De la langue Latine.

On combattit avec beaucoup de vivacité, au seizième siècle, pour & contre le stile Cicéronien. Les sçavans d’audelà des monts, idolâtres de ce stile, prétendirent que, pour être bon Latiniste, il ne falloit écrire que dans le stile de Cicéron, & que tous les autres étoient barbares. Ils donnèrent l’exclusion à celui de tant de beaux génies qui firent dans leur temps l’admiration de Rome, & qui sont encore les délices des amateurs de la Latinité. Plaute, Térence, Salluste, Tite-Live, César, tous ces écrivains immortels, à qui la langue Latine est si redevable, qui l’ont enrichie de tant de beautés, ne furent pas jugés dignes d’être des modèles.
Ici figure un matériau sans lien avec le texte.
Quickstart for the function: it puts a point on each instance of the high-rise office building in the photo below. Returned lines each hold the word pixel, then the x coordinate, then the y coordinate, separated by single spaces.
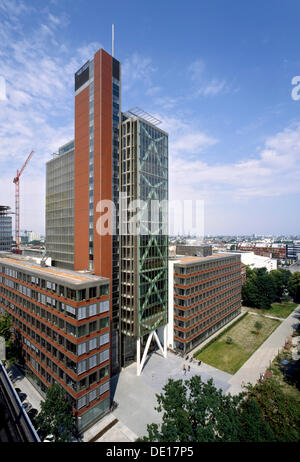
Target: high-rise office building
pixel 144 240
pixel 5 228
pixel 106 162
pixel 60 207
pixel 70 320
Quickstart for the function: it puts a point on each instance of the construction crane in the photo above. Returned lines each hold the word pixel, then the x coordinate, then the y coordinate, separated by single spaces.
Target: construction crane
pixel 17 199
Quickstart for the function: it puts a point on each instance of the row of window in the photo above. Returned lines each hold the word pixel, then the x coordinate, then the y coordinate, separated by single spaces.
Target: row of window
pixel 74 312
pixel 203 297
pixel 203 276
pixel 186 324
pixel 85 400
pixel 190 333
pixel 189 269
pixel 208 282
pixel 61 290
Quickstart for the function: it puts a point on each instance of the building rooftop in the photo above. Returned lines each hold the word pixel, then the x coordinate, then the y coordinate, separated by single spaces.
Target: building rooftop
pixel 192 260
pixel 50 272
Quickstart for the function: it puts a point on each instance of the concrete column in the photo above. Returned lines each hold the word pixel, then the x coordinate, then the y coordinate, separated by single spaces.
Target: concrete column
pixel 138 356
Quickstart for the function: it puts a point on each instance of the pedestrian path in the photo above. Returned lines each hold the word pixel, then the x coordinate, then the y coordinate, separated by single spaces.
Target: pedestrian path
pixel 262 358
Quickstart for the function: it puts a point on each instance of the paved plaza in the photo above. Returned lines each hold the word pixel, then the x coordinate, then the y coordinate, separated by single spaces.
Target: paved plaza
pixel 136 394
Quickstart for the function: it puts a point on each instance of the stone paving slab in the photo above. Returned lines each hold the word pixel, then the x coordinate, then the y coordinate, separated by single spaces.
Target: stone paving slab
pixel 20 381
pixel 135 395
pixel 118 433
pixel 262 358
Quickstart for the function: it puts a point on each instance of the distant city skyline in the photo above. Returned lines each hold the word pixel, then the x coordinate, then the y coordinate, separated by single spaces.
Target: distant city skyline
pixel 219 76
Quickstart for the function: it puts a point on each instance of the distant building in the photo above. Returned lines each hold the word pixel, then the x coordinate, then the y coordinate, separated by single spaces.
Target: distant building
pixel 293 251
pixel 202 250
pixel 278 251
pixel 5 228
pixel 33 236
pixel 295 267
pixel 204 295
pixel 257 261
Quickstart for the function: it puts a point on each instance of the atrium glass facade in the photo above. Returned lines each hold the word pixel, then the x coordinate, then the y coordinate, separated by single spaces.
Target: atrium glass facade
pixel 60 207
pixel 143 254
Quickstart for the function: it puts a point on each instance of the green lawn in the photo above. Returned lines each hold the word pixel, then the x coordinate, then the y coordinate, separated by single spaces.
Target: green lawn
pixel 245 340
pixel 282 310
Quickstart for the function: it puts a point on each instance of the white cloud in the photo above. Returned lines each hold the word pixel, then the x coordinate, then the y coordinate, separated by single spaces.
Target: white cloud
pixel 135 69
pixel 274 172
pixel 204 85
pixel 38 113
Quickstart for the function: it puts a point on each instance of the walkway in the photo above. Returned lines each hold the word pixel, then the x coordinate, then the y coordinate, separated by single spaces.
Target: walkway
pixel 262 358
pixel 136 394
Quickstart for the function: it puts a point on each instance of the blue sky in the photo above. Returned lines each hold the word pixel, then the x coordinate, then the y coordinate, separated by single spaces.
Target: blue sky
pixel 218 74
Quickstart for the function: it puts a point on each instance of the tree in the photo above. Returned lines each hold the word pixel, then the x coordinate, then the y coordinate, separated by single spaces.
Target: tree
pixel 258 325
pixel 259 290
pixel 196 411
pixel 5 326
pixel 56 416
pixel 280 410
pixel 281 280
pixel 294 286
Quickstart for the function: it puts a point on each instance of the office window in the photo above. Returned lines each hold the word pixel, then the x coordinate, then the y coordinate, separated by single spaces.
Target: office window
pixel 93 361
pixel 93 309
pixel 93 344
pixel 82 312
pixel 81 402
pixel 104 355
pixel 104 306
pixel 104 339
pixel 92 395
pixel 104 387
pixel 82 366
pixel 81 348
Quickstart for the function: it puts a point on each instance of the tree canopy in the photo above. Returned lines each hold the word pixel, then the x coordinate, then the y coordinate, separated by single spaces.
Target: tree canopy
pixel 261 288
pixel 196 411
pixel 56 416
pixel 5 326
pixel 294 286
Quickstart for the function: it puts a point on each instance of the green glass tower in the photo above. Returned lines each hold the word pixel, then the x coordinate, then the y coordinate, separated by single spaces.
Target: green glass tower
pixel 143 237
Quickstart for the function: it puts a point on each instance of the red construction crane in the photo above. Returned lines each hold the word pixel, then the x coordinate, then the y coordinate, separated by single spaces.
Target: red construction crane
pixel 17 198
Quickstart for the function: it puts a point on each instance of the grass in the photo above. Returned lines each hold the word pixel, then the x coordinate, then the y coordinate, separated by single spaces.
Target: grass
pixel 283 374
pixel 245 340
pixel 281 310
Ces sçavans conclurent que Cicéron fût, à l’avenir, le seul sur lequel se formassent tous les orateurs Latins. Ils anathématisèrent quiconque ne l’adopteroit pas.

Une prévention aussi déraisonnable révolta presque tout le reste de l’Europe sçavante. On appréhenda les suites d’un pareil jugement. Il vint des plaintes de tous côtés. Les Latinistes d’Angleterre, d’Allemagne & de France, se liguèrent contre ceux d’Italie. On proscrivit Cicéron & son stile : on nia que ce fut être barbare que d’écrire dans un autre.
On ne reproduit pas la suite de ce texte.